Les faits et la procédure :

Au cours de l’année 2016, face à l’afflux croissant de milliers de migrants sur le territoire de la commune de Calais, essentiellement en bordure d’un terrain dénommé « la Lande », les autorités publiques ont décidé de répartir leur prise en charge dans des structures d’accueil implantées sur différents points du territoire national. Dans ce cadre, elles ont décidé la fermeture du centre qui se trouvait sur le territoire dit de « la Lande » et des autres structures destinées à l’accueil et à l’hébergement des migrants dans cette zone, afin d’éviter que ne s’y reconstituent de nouveaux campements de migrants. Toutefois, depuis le début de l’année 2017, plusieurs centaines de migrants se trouvent à nouveau à proximité de Calais.

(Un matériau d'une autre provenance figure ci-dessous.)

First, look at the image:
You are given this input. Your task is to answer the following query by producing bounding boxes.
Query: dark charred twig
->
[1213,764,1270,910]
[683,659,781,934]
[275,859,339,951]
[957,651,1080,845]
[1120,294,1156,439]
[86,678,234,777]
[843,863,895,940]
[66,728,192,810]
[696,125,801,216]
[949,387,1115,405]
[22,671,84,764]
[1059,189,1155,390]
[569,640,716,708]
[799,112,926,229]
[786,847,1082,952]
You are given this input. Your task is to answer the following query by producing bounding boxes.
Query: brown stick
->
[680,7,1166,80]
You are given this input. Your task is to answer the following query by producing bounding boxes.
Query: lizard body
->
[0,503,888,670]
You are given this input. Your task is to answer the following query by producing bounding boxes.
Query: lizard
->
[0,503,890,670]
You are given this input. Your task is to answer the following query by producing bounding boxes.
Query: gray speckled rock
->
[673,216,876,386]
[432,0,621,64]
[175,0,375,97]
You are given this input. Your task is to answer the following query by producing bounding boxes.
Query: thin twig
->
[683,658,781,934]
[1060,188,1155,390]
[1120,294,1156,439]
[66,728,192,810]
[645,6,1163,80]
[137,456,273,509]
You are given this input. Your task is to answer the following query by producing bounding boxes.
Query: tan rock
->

Des migrants et des associations ont saisi le juge des référés du tribunal administratif de Lille d’un référé-liberté en lui demandant d’ordonner plusieurs mesures de sauvegarde afin de faire cesser les atteintes graves et manifestement illégales portées selon eux aux libertés fondamentales des centaines de migrants vivant, à la fin du mois de juin 2017, sur le territoire de la commune de Calais.

Par une ordonnance du 26 juin 2017, le juge des référés a partiellement fait droit à cette demande :
- il a enjoint au préfet du Pas-de-Calais de mettre en place un dispositif adapté de maraude quotidienne à Calais à destination des mineurs non accompagnés ;
- il a enjoint au préfet du Pas-de-Calais et à la commune de Calais de créer plusieurs points d’eau situés à l’extérieur du centre de Calais dans des lieux facilement accessibles aux migrants et leur permettant de boire, de se laver et de laver leurs vêtements, ainsi que des latrines et d’organiser un dispositif d’accès à des douches ;
- il a enjoint au préfet du Pas-de-Calais d’organiser des départs, depuis la commune de Calais, vers les centres d’accueil et d’orientation ouverts sur le territoire français dans lesquels des places sont disponibles.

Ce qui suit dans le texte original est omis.